Artikel aus der Stuttgarter Zeitung 
Heidemarie A. Hechtel – 01.11.2024 – 13:51 Uhr 


Für Max Rosenfeld wurde im Herdweg 63 ein Stolperstein verlegt. Foto: Lichtgut/Leif Piechowski

Sie wurden verfolgt, vertrieben und auch ermordet: Mit vier Stolpersteinen für Max Rosenfeld, seinen Sohn und dessen Familie erhält eine seit 200 Jahren in Stuttgart ansässig gewesene jüdische Unternehmerfamilie wieder ihren Platz im Gedächtnis der Stadt.

„Wir sind Stuttgarter und wir sind stolz darauf“: Dieses Bekenntnis von Jeffrey Ronald besiegelte eine emotionale Heimkehr in die Stadt der Väter. Denn der US-Bürger aus Philadelphia stammt aus der Familie Rosenfeld, deren Nachfahren in den USA ihren Namen änderten. Sie zählte 200 Jahre lang zu den hochgeachteten Bürgern in Stuttgart, 80 Jahre nach ihrer Vertreibung und Ermordung waren ihre Spuren aber wie ausgelöscht. Bis zu diesem Tag, an dem sich Jeffrey Ronald zusammen mit seiner Cousine Jill Hollenbach und deren Kindern Sam und Mattie vor der Adresse Herdweg 63 auf den Boden kniete, um den Text auf einem von Gunter Demnig jüngst schon gelegten und nun feierlich enthüllten Stolperstein ganz genau lesen zu können.


Nicht nur ein Stolperstein, sondern auch eine Gedenktafel erinnert am Herdweg an Max Rosenfeld. Foto: Lichtgut/Leif Piechowski

Zu diesem Kniefall hatten die Familie wohl auch Pietät und Verehrung bewegt – für Max Rosenfeld, dessen Schicksal in Stichworten in die Messingplatte gehämmert ist. „Hier wohnte Max Rosenfeld, Jg. 1867, Flucht 1939 Holland, Interniert 1943 Westerbork, Ermordet 18. 3. 1943“, steht auf dem Stolperstein.
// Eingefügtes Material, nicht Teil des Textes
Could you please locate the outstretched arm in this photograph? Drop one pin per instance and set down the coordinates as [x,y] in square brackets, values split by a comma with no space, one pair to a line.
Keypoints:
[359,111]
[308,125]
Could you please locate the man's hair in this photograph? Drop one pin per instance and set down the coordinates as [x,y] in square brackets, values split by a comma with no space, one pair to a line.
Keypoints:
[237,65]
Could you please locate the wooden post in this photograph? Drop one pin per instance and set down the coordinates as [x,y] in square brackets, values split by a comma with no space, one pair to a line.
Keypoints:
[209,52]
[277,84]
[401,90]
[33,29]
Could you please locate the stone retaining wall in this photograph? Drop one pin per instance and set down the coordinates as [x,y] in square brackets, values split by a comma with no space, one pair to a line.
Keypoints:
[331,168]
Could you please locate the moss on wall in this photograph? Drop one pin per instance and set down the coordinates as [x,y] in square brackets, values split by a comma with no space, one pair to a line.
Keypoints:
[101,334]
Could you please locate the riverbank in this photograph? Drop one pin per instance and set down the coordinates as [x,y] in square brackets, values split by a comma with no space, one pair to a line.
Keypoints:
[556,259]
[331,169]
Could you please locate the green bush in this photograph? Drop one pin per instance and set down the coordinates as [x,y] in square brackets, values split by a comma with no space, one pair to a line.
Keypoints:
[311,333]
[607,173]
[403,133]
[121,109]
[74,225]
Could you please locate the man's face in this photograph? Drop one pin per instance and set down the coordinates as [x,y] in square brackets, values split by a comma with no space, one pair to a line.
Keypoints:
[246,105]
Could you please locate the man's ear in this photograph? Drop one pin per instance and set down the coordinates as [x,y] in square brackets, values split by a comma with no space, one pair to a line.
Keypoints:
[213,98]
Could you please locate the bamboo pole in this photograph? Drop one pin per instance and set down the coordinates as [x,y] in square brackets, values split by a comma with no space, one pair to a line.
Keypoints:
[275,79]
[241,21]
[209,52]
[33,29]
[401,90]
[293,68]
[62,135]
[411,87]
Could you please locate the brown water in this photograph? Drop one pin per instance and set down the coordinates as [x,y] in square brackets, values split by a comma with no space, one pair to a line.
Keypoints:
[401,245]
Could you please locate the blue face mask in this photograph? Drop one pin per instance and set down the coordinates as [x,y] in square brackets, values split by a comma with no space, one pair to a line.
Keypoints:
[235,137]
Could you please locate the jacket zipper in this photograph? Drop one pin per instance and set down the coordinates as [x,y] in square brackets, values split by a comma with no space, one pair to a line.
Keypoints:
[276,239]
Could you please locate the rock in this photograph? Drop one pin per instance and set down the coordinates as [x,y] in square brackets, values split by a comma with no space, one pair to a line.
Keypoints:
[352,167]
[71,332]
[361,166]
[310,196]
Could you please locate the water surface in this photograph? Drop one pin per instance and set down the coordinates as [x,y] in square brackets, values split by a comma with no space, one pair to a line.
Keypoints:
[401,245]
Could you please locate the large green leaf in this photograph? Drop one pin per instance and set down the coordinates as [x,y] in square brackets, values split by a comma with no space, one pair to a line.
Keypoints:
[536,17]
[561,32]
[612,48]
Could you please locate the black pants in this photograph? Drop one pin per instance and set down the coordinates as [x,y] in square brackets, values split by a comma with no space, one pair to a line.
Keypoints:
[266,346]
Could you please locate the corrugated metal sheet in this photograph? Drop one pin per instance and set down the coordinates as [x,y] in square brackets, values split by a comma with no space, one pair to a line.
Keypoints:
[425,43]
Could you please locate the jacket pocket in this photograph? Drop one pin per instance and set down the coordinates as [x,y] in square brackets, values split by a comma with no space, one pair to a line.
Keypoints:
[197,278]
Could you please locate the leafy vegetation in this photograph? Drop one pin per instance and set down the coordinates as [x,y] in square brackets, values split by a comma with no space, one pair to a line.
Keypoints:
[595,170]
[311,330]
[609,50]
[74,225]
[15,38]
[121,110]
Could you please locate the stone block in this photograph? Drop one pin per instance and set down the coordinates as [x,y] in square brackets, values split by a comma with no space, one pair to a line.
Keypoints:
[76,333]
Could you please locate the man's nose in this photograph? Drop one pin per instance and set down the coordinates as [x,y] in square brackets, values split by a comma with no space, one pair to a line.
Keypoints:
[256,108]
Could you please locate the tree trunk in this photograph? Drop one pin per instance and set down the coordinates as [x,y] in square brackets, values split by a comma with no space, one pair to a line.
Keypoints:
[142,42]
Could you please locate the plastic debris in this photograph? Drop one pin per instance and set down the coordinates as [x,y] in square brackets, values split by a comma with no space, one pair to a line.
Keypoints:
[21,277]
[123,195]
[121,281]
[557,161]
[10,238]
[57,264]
Er war der Urgroßvater von Jeffrey Ronald und Jill Hollenbach. „Wir haben viel über unsere Familie hier gelernt“, sagt Ronald über den Besuch in Stuttgart. Die Vermittlerrolle war Kai Artinger, Provenienzforscher des Stuttgarter Kunstmuseums, zugekommen, den die Spurensuche nach dem Kunstsammler Rosenfeld mit seinen Nachkommen zusammenführte.
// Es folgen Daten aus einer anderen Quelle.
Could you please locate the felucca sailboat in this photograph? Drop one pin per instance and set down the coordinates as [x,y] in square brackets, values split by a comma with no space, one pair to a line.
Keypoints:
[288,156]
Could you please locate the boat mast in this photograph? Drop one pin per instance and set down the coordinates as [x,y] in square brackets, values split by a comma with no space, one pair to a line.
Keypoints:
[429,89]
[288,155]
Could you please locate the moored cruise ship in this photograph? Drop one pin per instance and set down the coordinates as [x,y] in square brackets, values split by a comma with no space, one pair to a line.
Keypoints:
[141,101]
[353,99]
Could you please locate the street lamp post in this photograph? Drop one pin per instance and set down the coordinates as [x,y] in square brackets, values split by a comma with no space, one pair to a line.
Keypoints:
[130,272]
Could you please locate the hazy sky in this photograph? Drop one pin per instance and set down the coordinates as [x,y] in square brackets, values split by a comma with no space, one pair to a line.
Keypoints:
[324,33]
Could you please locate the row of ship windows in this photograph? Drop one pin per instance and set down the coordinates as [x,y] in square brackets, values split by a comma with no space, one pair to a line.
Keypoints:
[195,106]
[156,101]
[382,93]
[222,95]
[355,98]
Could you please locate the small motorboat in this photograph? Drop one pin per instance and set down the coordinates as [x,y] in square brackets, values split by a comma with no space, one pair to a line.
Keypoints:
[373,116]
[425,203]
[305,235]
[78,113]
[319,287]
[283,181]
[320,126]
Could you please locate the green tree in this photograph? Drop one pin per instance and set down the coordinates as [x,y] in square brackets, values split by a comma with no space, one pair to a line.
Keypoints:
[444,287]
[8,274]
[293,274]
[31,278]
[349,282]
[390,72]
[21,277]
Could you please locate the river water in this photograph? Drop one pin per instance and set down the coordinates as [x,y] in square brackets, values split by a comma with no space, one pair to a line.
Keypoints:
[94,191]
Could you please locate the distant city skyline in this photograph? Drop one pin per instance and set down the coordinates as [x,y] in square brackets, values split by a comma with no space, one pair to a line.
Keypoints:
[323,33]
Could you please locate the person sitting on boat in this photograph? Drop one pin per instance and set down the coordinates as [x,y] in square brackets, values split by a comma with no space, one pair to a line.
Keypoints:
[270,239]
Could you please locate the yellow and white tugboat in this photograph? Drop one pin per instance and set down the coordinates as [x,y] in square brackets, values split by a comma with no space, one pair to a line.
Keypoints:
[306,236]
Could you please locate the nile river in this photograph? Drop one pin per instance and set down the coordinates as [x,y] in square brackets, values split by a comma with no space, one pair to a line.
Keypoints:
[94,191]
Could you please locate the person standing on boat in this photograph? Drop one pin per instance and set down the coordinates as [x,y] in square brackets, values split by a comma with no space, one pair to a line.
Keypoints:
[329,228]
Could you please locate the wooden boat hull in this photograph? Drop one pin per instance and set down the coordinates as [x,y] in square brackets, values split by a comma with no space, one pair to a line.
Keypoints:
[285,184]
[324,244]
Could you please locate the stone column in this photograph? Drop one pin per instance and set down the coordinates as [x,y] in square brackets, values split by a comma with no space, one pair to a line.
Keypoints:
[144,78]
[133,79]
Eine Jugendstil-Villa als Treffpunkt für Künstler
„Sie müssen sich vorstellen“, sagte Kai Artinger bei der Feierstunde, „hier stand die Villa von Max Rosenfeld.“ Statt des heutigen modernen Gebäudes war es ein prachtvoller Jugendstil-Bau gewesen, den er 1909 bei dem Maler und Architekten Bernhard Pankok in Auftrag gegeben und 1912 bezogen hatte. Sie galt als Gesamtkunstwerk und Kabinettstück der Innenraumkunst und wurde ein Treffpunkt berühmter Künstler wie dem Komponisten Richard Strauss und dem Maler Franz von Stück, der den ersten Sohn Hans Eric porträtierte. Denn Max Rosenfeld war ein Kunstsammler, der es mit Tabakhandel zu einem ansehnlichen Vermögen gebracht hatte. Assimiliert und selbstverständliches Mitglied der deutschen Zivilgesellschaft, wollte er durch Unterstützung der Künstler einen Teil seines Reichtums zurückgeben. Die musikalische Begleitung der Feierstunde durch Fabian Martin am Saxofon und Solo-Klarinettist Rudi König wäre ganz in seinem musischen Sinne gewesen.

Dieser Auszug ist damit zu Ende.